Your H-score

Interesting conversation at lunch today: topic was academic performance metrics and of course the dreaded citation index came up, with all its variants, flaws and systematics.

However, my attention was drawn to a citation metric which, on brief analysis, and testing, seems to be annoyingly reliable and robust. The H-score.

The H-score, takes all your papers, ranked by citation count; then you take the largest "k" such that the kth ranked paper has at least k citations.

So, you start off with a H-score of zero.
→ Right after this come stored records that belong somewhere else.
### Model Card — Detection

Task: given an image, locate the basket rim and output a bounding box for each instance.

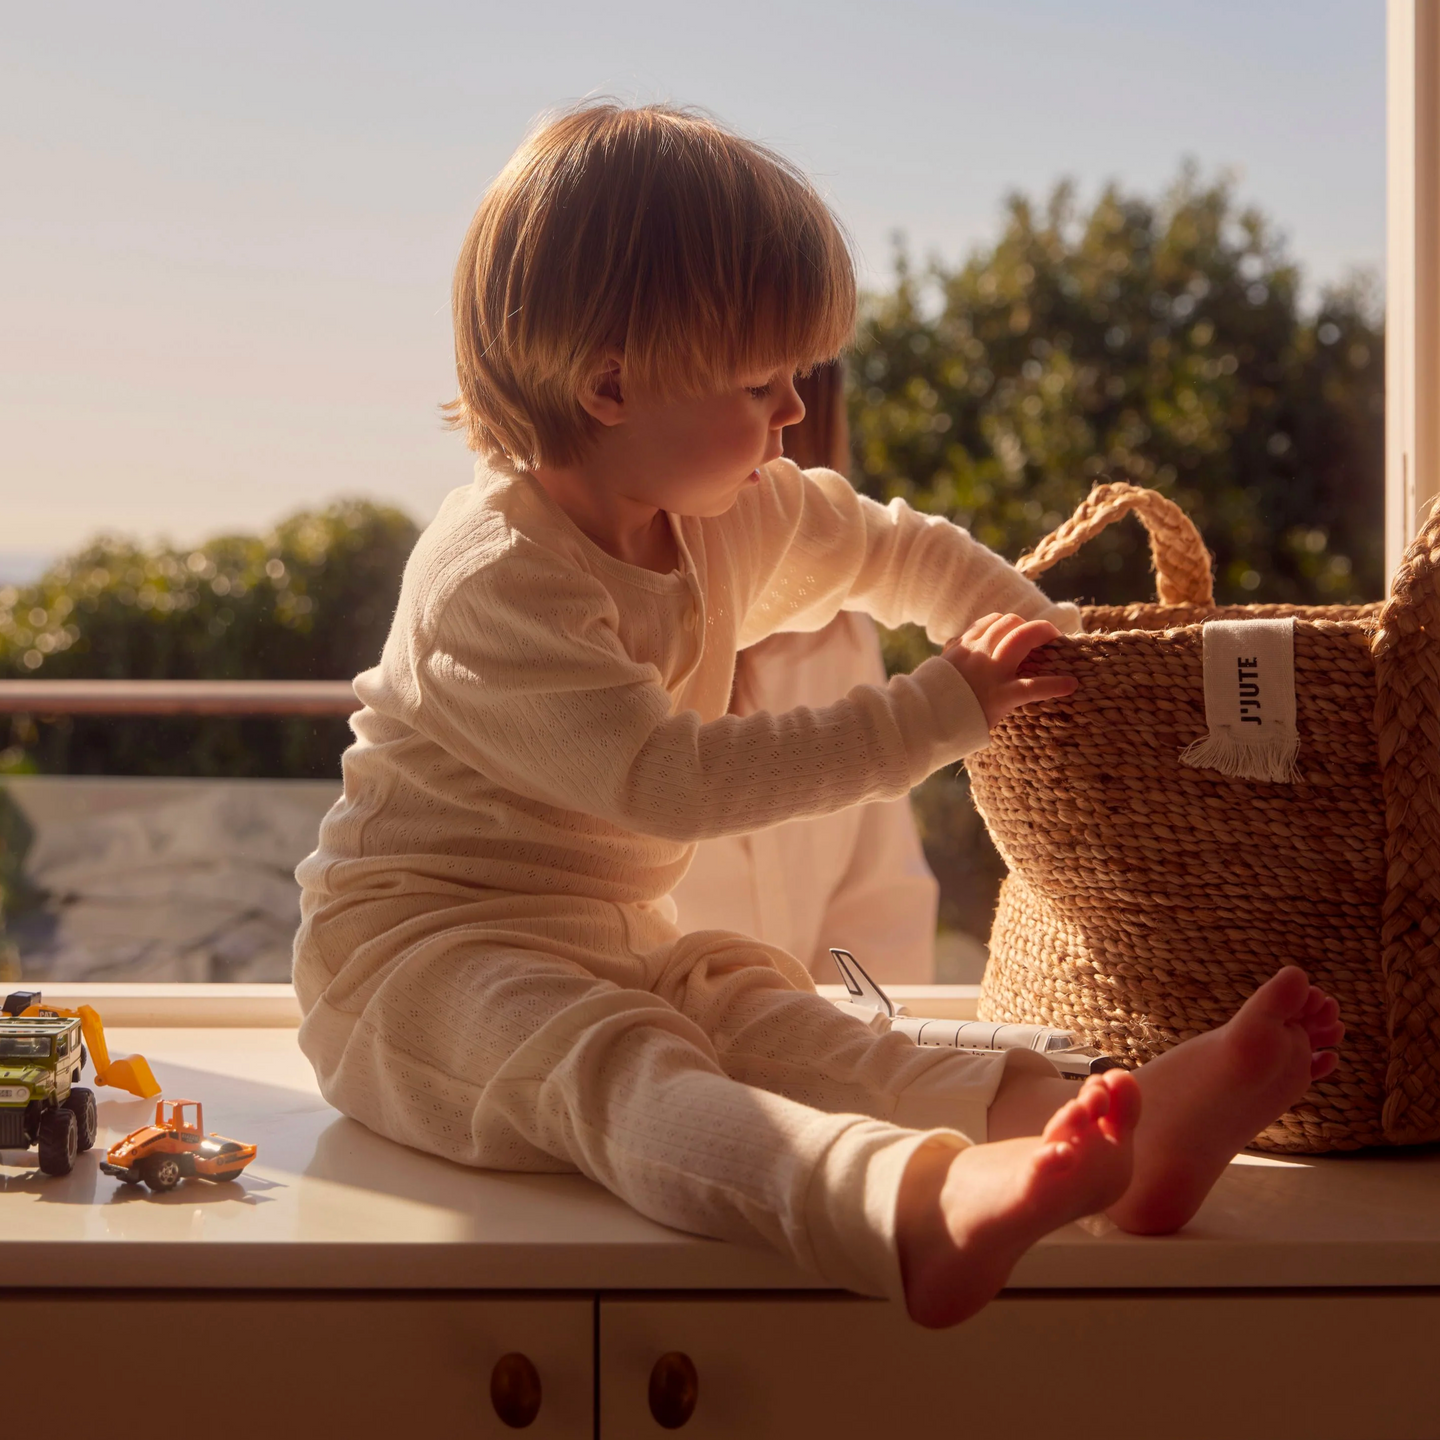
[1072,601,1382,641]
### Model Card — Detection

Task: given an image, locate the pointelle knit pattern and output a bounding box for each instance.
[293,458,1077,1300]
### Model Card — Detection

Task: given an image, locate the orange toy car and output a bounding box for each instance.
[100,1099,256,1191]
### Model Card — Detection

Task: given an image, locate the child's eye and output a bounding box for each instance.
[746,383,773,400]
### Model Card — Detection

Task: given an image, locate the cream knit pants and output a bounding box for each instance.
[295,896,1025,1299]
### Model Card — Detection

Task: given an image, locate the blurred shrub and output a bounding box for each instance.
[0,500,418,778]
[852,166,1384,610]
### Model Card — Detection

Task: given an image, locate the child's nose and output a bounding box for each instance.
[774,375,805,429]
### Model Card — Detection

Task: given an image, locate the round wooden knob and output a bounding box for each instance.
[490,1352,542,1429]
[648,1350,698,1429]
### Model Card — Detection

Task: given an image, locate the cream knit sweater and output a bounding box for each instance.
[294,459,1076,1300]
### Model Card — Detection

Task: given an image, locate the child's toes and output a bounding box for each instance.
[1303,999,1342,1041]
[1248,966,1311,1019]
[1040,1095,1092,1149]
[1299,994,1344,1050]
[1035,1138,1079,1179]
[1097,1069,1142,1140]
[1075,1075,1111,1122]
[1056,1078,1112,1134]
[1311,1050,1340,1081]
[1299,988,1339,1028]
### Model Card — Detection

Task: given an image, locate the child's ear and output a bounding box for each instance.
[577,351,626,427]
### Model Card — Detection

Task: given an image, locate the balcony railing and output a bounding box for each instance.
[0,680,357,716]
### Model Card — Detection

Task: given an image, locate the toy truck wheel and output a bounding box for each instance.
[65,1087,97,1151]
[37,1107,78,1176]
[141,1154,183,1191]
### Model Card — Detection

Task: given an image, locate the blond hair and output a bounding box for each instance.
[446,102,856,469]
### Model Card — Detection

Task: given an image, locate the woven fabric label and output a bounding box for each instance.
[1179,617,1299,783]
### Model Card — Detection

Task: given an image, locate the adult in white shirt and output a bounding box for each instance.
[670,362,940,983]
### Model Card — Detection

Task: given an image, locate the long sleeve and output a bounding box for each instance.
[393,542,991,843]
[725,461,1080,648]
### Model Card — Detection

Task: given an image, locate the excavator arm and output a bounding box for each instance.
[22,1002,161,1099]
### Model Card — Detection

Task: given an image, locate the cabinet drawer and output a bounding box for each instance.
[8,1292,593,1438]
[601,1291,1440,1440]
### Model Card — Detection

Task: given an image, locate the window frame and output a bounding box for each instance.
[1388,0,1440,579]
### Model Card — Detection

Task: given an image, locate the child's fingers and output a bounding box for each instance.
[959,612,1005,645]
[1000,674,1078,711]
[990,618,1062,672]
[971,612,1028,655]
[952,613,1046,661]
[952,613,1021,655]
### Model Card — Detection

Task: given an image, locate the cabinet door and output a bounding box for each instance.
[9,1292,593,1438]
[600,1291,1440,1440]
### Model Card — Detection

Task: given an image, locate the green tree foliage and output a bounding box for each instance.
[851,167,1384,631]
[0,500,418,777]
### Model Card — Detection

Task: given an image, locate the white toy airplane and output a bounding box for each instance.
[829,948,1122,1079]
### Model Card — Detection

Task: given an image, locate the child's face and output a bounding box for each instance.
[586,365,807,518]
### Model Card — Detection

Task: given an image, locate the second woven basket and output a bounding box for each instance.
[969,483,1440,1152]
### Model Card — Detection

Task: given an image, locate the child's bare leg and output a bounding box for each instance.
[897,1068,1141,1329]
[1107,965,1342,1234]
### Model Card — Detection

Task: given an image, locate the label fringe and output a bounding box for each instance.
[1179,731,1300,784]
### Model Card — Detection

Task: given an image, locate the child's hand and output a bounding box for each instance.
[941,612,1078,729]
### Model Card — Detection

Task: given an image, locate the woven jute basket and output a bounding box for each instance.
[970,482,1440,1152]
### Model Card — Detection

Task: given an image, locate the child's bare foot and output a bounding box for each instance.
[1107,966,1344,1236]
[898,1068,1140,1328]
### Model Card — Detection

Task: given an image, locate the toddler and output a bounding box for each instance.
[294,103,1343,1328]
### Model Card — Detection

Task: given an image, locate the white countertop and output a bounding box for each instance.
[4,1026,1439,1292]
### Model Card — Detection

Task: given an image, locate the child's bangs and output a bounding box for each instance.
[616,119,857,398]
[678,249,857,398]
[706,224,856,393]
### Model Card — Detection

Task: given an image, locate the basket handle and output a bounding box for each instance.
[1015,482,1216,607]
[1371,497,1440,1142]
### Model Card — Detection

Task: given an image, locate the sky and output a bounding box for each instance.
[2,0,1385,569]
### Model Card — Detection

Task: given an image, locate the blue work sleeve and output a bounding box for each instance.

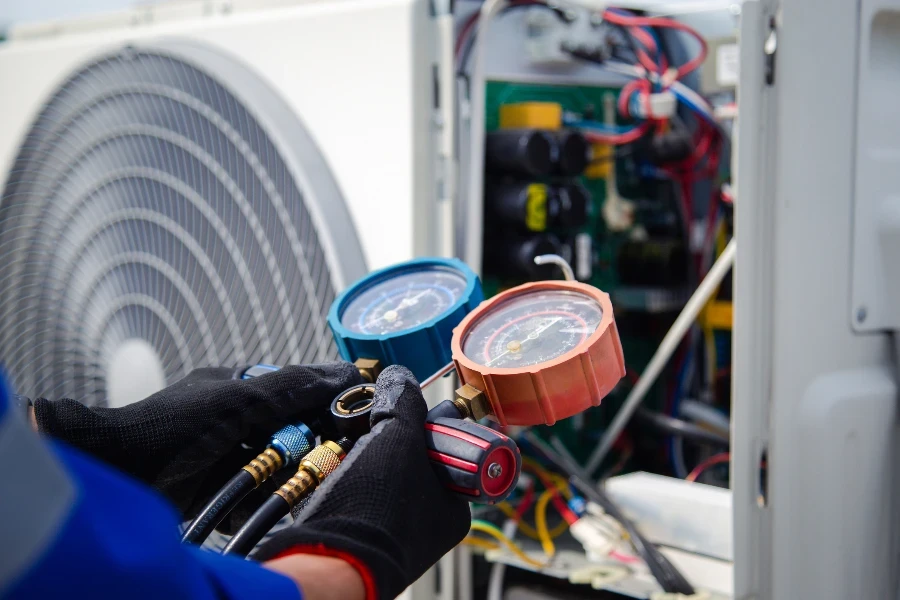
[4,442,302,600]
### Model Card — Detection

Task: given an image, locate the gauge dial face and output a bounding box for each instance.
[462,290,603,368]
[340,267,468,335]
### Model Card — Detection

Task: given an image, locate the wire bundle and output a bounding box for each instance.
[463,458,576,567]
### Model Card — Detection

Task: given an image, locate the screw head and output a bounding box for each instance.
[487,462,503,479]
[857,306,868,323]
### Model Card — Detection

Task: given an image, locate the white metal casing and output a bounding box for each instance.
[0,0,448,273]
[734,2,900,599]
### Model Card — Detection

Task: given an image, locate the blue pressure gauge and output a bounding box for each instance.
[327,258,483,382]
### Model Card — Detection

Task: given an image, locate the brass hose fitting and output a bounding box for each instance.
[354,358,382,383]
[275,440,347,507]
[454,384,492,420]
[242,448,284,486]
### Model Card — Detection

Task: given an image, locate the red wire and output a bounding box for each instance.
[584,121,651,145]
[700,189,721,276]
[525,465,580,525]
[627,27,663,73]
[617,78,650,119]
[455,12,480,57]
[603,9,708,80]
[685,452,730,482]
[514,482,536,518]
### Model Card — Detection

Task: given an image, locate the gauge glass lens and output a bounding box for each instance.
[340,267,467,335]
[462,290,603,368]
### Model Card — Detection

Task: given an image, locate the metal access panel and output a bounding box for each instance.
[733,1,900,599]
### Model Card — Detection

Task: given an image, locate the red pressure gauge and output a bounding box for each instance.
[451,280,625,426]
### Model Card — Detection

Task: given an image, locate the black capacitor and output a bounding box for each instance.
[556,182,591,228]
[485,234,564,280]
[616,239,688,287]
[485,129,555,177]
[554,130,590,176]
[486,181,559,233]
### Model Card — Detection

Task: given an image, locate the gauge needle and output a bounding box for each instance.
[363,290,431,330]
[527,317,561,340]
[484,317,562,366]
[397,289,429,309]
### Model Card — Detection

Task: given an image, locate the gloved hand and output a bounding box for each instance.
[255,365,472,600]
[34,362,363,527]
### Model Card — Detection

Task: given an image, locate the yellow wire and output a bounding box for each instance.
[469,520,547,568]
[494,502,569,540]
[461,537,500,552]
[521,458,573,499]
[534,489,556,558]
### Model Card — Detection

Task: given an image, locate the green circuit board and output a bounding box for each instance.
[482,80,678,471]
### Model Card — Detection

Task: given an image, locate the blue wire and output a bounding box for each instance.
[668,348,693,478]
[670,87,718,128]
[606,6,664,90]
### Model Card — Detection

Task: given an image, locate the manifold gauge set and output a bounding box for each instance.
[246,256,625,505]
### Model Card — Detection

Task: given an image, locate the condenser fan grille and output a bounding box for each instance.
[0,45,364,405]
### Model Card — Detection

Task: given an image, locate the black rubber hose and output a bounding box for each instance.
[635,407,730,447]
[222,495,291,558]
[182,470,257,545]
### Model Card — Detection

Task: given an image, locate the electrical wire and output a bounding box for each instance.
[469,520,548,568]
[522,431,695,595]
[686,452,730,483]
[494,479,568,541]
[462,537,501,552]
[586,238,736,475]
[668,341,694,478]
[680,399,730,437]
[521,458,579,525]
[602,9,708,80]
[636,407,729,447]
[582,121,652,145]
[534,489,557,558]
[494,503,569,541]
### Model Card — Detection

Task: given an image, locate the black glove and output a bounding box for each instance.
[34,363,363,527]
[255,365,472,600]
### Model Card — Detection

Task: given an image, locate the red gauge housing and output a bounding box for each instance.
[451,281,625,426]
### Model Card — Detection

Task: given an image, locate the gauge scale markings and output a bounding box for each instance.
[462,291,604,369]
[340,268,468,336]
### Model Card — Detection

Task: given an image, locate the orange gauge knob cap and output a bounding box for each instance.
[451,281,624,426]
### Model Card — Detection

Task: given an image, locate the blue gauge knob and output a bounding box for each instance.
[327,258,483,382]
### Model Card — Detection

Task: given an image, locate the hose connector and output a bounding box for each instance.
[269,422,316,465]
[243,448,284,486]
[274,440,349,507]
[240,421,316,487]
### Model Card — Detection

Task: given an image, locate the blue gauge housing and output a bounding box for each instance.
[327,257,483,382]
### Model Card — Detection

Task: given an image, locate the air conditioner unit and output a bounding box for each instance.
[0,0,455,407]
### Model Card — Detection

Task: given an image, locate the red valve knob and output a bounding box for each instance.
[424,417,521,504]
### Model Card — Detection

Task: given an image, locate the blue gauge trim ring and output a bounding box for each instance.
[327,258,483,382]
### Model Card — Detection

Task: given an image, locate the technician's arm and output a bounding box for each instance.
[5,394,363,600]
[266,555,364,600]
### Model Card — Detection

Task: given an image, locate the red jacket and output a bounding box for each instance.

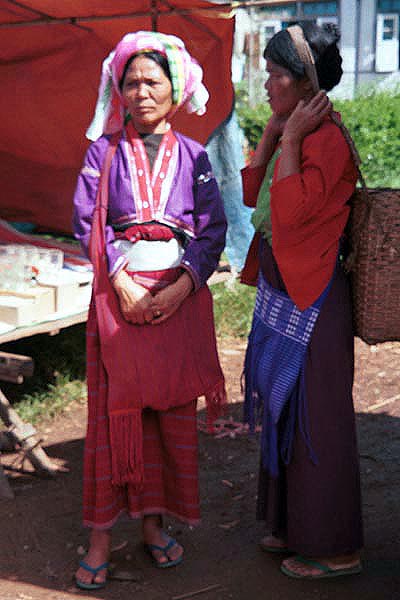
[241,116,357,310]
If your 5th highest cited paper has 5 citations but your 6th highest cited paper has 4 citations then your H=5.
If your 10th highest cited paper has 11 citations, but your 11th highest cited paper has 9 citations, then your H=10.
And so on. High H is better.

As you publish, your H-score should grow, but it becomes harder to get a higher H-score; in particular having one highly cited paper doesn't help much, you need many papers cited a lot to get a good H-score. Publishing a lot of poorly cited papers doesn't help either.

Crudely, the total number of citations increases as H2, with the normalization depending on the size of your sub-field (to get a lot of citation there must be a lot of papers published in your field!).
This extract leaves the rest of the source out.